UU's are uncomfortable these days with UU public theology and practice.  All the why's and whereas's are some of my interests, so come along and think about them with me.

I think that the number one thing that we have to remember is that the whole nation is emerging from a 40 year period in which all forms of liberalism were on the defensive and all forms of conservatism were ascendent, almost hegemonic.  I date this period by the highly visible markers of Presidential elections, but they only reflect what was going on below the surface in the culture as a whole.  So I start liberalism's 40 years in the desert as beginning in 1968 and ending in 2008.  So for 40 out of the 50 years there has been a UUA, it has been swimming against the tide, or even wandering in the wilderness.

To me, the era was symbolized by one story I have heard repeated so often:  UU parents remarking that their children were being disturbed and unsettled by the comments of their schoolmates that they were going to Hell.  Our children did not feel safe on the playgrounds of their school.

As fish knows not of water, UU's are barely conscious of how much the atmosphere of general hostility to liberalism has affected us.   We should talk about that for hours, connecting the dots.

If UUism was a privatized religion, consisting mostly of personal spiritual practice and withdrawal from the material world, the conservative turn in the general culture would have not been difficult for us.  But UUism is a socially engaged religion.  So it was at the point of intersection between our religion and the political/social reality that surrounded us that become the most contested point in UUism.

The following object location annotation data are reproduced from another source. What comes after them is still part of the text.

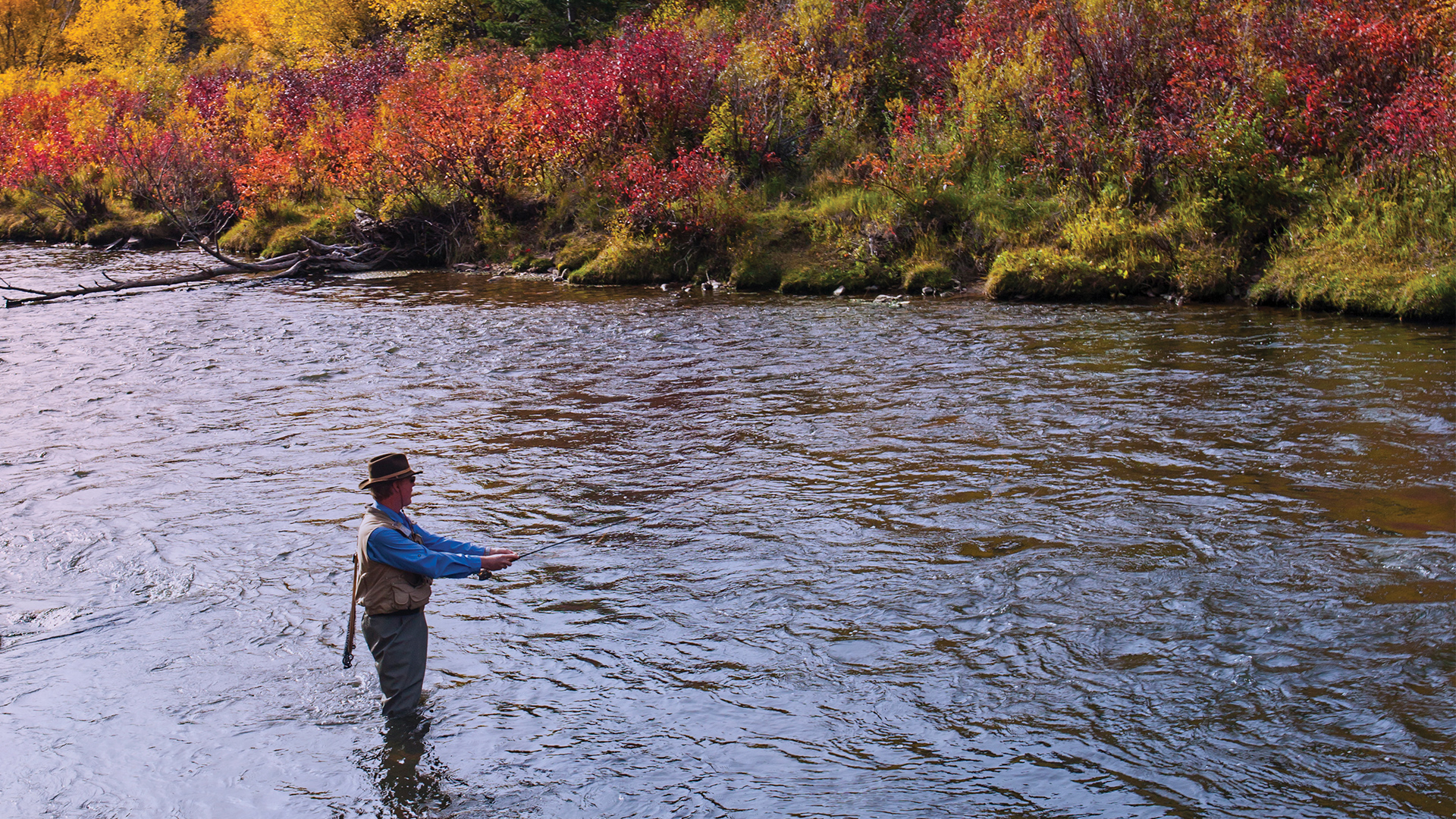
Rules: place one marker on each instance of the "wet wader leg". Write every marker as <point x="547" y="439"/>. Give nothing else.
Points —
<point x="400" y="643"/>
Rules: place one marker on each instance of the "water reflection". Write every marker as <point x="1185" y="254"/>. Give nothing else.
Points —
<point x="410" y="777"/>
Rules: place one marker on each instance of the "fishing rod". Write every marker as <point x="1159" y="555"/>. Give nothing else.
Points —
<point x="571" y="539"/>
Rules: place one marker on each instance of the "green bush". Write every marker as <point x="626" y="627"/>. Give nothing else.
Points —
<point x="1381" y="243"/>
<point x="626" y="260"/>
<point x="579" y="251"/>
<point x="1055" y="276"/>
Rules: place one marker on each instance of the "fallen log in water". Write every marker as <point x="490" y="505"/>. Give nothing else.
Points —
<point x="316" y="259"/>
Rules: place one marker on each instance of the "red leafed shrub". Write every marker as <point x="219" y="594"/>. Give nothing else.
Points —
<point x="1345" y="63"/>
<point x="456" y="126"/>
<point x="686" y="197"/>
<point x="644" y="88"/>
<point x="57" y="146"/>
<point x="1420" y="120"/>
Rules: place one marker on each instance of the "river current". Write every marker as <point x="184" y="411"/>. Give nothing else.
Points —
<point x="941" y="560"/>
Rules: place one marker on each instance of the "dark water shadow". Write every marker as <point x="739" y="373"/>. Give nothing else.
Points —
<point x="405" y="771"/>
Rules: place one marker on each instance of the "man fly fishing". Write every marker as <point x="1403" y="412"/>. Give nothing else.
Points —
<point x="394" y="567"/>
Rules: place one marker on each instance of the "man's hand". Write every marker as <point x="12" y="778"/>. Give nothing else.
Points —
<point x="497" y="560"/>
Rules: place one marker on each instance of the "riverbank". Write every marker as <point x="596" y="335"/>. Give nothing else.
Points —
<point x="802" y="249"/>
<point x="1053" y="152"/>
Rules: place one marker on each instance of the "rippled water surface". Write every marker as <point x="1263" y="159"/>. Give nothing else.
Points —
<point x="954" y="558"/>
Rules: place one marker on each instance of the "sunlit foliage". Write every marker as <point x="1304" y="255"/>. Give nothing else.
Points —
<point x="127" y="34"/>
<point x="31" y="33"/>
<point x="1150" y="143"/>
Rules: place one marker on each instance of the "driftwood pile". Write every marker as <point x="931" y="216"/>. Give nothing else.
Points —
<point x="316" y="259"/>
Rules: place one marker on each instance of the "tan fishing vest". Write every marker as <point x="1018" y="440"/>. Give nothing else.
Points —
<point x="382" y="588"/>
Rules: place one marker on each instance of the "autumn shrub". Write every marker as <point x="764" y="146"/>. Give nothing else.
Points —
<point x="1381" y="243"/>
<point x="631" y="259"/>
<point x="57" y="149"/>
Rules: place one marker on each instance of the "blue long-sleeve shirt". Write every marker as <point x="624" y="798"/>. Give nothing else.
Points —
<point x="433" y="557"/>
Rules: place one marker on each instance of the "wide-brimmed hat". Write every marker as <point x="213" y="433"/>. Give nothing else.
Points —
<point x="383" y="468"/>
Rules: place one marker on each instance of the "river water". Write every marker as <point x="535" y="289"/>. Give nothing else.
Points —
<point x="954" y="558"/>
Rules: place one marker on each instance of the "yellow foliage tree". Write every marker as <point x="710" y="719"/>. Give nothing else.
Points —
<point x="31" y="33"/>
<point x="293" y="31"/>
<point x="127" y="34"/>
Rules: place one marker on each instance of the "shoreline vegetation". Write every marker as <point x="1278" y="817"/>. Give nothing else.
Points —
<point x="1280" y="152"/>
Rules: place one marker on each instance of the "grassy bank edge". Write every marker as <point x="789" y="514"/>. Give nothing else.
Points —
<point x="786" y="249"/>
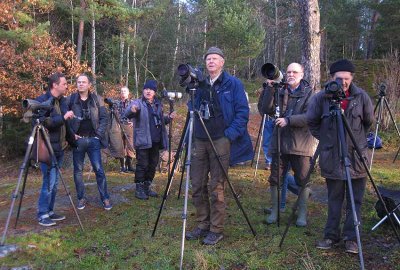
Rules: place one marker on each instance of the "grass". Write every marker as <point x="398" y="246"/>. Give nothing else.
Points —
<point x="121" y="238"/>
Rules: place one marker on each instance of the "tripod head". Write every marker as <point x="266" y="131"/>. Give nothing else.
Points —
<point x="382" y="89"/>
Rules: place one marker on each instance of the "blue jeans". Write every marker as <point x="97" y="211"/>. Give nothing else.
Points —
<point x="48" y="192"/>
<point x="268" y="129"/>
<point x="92" y="147"/>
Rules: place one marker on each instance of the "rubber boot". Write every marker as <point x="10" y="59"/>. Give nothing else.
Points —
<point x="274" y="205"/>
<point x="140" y="193"/>
<point x="122" y="162"/>
<point x="302" y="211"/>
<point x="128" y="164"/>
<point x="148" y="191"/>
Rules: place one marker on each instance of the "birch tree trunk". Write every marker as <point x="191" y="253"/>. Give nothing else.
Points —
<point x="311" y="41"/>
<point x="178" y="30"/>
<point x="94" y="51"/>
<point x="135" y="68"/>
<point x="80" y="31"/>
<point x="121" y="57"/>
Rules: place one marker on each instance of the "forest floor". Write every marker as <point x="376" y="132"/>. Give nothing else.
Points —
<point x="121" y="238"/>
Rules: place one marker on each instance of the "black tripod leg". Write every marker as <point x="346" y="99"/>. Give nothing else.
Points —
<point x="169" y="183"/>
<point x="395" y="125"/>
<point x="378" y="193"/>
<point x="183" y="173"/>
<point x="378" y="121"/>
<point x="22" y="192"/>
<point x="258" y="139"/>
<point x="226" y="174"/>
<point x="278" y="133"/>
<point x="25" y="163"/>
<point x="296" y="204"/>
<point x="340" y="119"/>
<point x="55" y="163"/>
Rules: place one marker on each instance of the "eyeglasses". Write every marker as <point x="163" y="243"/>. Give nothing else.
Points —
<point x="294" y="72"/>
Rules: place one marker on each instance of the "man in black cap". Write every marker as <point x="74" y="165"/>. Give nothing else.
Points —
<point x="359" y="113"/>
<point x="150" y="135"/>
<point x="222" y="103"/>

I would argue that almost all of the internal developments within UUism, both in local congregations and as a larger institution are the expression of differing strategies for surviving the political and cultural wilderness.

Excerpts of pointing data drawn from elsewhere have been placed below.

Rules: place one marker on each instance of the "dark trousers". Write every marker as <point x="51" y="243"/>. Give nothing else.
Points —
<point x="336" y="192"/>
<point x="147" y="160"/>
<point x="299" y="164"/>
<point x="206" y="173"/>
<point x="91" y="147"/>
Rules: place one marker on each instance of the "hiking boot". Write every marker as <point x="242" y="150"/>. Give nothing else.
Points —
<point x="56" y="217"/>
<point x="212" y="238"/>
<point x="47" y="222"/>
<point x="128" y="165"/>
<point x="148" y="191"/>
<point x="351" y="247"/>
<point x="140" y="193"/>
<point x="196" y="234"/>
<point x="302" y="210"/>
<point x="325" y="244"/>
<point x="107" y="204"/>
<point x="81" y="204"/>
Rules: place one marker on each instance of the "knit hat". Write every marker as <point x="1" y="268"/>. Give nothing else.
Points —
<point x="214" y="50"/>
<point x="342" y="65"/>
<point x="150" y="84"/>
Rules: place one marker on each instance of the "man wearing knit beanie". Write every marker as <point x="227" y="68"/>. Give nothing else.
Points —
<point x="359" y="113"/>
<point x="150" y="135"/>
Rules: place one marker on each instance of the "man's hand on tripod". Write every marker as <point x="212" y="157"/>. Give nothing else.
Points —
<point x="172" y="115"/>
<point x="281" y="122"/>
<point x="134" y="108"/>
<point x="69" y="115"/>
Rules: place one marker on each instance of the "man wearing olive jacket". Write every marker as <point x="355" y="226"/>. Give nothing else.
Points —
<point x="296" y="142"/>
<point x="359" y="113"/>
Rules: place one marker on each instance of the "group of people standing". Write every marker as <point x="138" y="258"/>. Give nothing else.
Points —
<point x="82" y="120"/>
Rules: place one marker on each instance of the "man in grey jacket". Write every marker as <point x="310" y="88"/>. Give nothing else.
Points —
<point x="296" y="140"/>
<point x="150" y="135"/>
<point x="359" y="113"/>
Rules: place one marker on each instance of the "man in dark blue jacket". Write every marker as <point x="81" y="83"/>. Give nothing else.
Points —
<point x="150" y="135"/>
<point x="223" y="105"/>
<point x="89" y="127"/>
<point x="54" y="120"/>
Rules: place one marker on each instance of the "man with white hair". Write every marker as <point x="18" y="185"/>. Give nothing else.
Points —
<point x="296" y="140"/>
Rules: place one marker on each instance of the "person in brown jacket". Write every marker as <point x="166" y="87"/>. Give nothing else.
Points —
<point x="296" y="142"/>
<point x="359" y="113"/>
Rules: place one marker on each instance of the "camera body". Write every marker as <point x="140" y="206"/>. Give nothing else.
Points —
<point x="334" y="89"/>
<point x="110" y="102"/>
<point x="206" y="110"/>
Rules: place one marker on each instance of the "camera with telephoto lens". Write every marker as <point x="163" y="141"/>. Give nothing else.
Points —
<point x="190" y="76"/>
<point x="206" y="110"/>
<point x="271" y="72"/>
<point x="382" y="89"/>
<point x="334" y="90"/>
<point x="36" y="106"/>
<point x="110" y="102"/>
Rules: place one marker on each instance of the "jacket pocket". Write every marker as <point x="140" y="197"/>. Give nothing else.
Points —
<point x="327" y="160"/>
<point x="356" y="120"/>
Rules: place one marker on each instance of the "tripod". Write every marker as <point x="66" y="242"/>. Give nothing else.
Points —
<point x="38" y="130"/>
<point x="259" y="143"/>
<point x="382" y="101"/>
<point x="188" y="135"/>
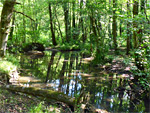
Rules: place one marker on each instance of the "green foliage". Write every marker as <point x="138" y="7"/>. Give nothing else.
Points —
<point x="142" y="76"/>
<point x="6" y="66"/>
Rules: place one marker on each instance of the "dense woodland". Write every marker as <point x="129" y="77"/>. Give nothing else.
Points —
<point x="101" y="29"/>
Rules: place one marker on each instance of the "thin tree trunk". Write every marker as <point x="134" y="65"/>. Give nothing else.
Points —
<point x="135" y="13"/>
<point x="6" y="16"/>
<point x="128" y="26"/>
<point x="51" y="23"/>
<point x="66" y="19"/>
<point x="114" y="26"/>
<point x="73" y="19"/>
<point x="12" y="28"/>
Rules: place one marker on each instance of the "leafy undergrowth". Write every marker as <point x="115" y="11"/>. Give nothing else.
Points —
<point x="11" y="102"/>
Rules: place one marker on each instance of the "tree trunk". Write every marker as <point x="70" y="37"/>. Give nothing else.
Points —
<point x="6" y="16"/>
<point x="135" y="13"/>
<point x="128" y="26"/>
<point x="12" y="28"/>
<point x="51" y="23"/>
<point x="114" y="26"/>
<point x="66" y="19"/>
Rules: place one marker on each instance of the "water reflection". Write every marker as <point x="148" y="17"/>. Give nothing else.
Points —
<point x="69" y="73"/>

Strategic responses to the wilderness moved along a polarity between accommodation and defiance.

On the one hand, we continued to uphold the main thrusts of cultural and political liberalism throughout this period, most notably making a strong commitment to GLBT equality, feminism, anti-racism, environmental activism, interfaith solidarity etc.  There are many committed UU's whose overall critique is that UU's have not been radical enough, or consistent enough and who damn us for our faint-heartedness.

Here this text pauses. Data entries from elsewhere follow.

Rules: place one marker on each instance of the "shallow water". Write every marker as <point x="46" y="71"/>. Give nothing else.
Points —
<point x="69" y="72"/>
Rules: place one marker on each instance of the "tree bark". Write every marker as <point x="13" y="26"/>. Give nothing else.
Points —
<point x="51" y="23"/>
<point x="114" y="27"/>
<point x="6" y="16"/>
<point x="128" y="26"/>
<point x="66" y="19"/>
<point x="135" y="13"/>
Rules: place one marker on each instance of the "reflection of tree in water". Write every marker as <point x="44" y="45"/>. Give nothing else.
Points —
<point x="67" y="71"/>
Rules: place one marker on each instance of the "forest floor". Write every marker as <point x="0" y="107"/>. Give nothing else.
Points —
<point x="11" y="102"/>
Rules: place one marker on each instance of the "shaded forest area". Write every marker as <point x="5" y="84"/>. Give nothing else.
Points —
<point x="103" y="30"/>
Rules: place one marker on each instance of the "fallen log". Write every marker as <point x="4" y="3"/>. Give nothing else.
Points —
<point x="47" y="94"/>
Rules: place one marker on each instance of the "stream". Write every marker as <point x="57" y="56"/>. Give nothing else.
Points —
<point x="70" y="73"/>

On the other hand, there are the strategies of accommodation: all those impulses to respectability and inoffensiveness.  I think that our commitment to "political diversity" was a strategy of accommodation to the aggressive conservatism of the general culture.

The cost of the commitment to political diversity as a defining feature of our congregations has been to define religion, politics and culture as separate spheres of life and thought.  It has been a necessary article of faith that one can be liberal in religion, conservative in politics, elitist in culture etc.  Mix and match to your heart's content.

We, who believe that as a matter of faith, that all things are interconnected, also believe that politics and religion as so loosely connected that any combination can work.

At this point, I will not push the argument further except to ask:  how has that been working for us?

Right now, it seems that UUism is both castigated for "talking the talk, but not walking the walk."  In other words, we are inconsistent, and dilettantish in the public expression of our faith.  On the other hand, others are incensed that we seem to be "chaplains to the Democratic Party" and "tolerant of everyone but Republicans."

I am writing this on the day of Barack Obama's second Inauguration.   His election confirms my suspicion that 2008 marked the end of the cultural hegemony of conservatism in the politics and culture of the US.  Our wilderness days may be coming to an end.

It is time to consider new possibilities.




1 comment:

KJR said...

I think a worldview that doesn't have any muscular boundaries can't effectively work for justice -- nor is it really a theology. There is a faddishness that comes from having no true core. Ironically, I find that even as the culture moves in our direction it does us little good if we are not really standing up for something at our core. I think our problem may not lie so much in the recent period of conservatism as in the period before that when the Fellowship Movement and increasingly secular Humanism stripped much of our movement of any theological grounding, followed by the "do whatever" aspect of the 60's culture that made boundaries of any kind suspect.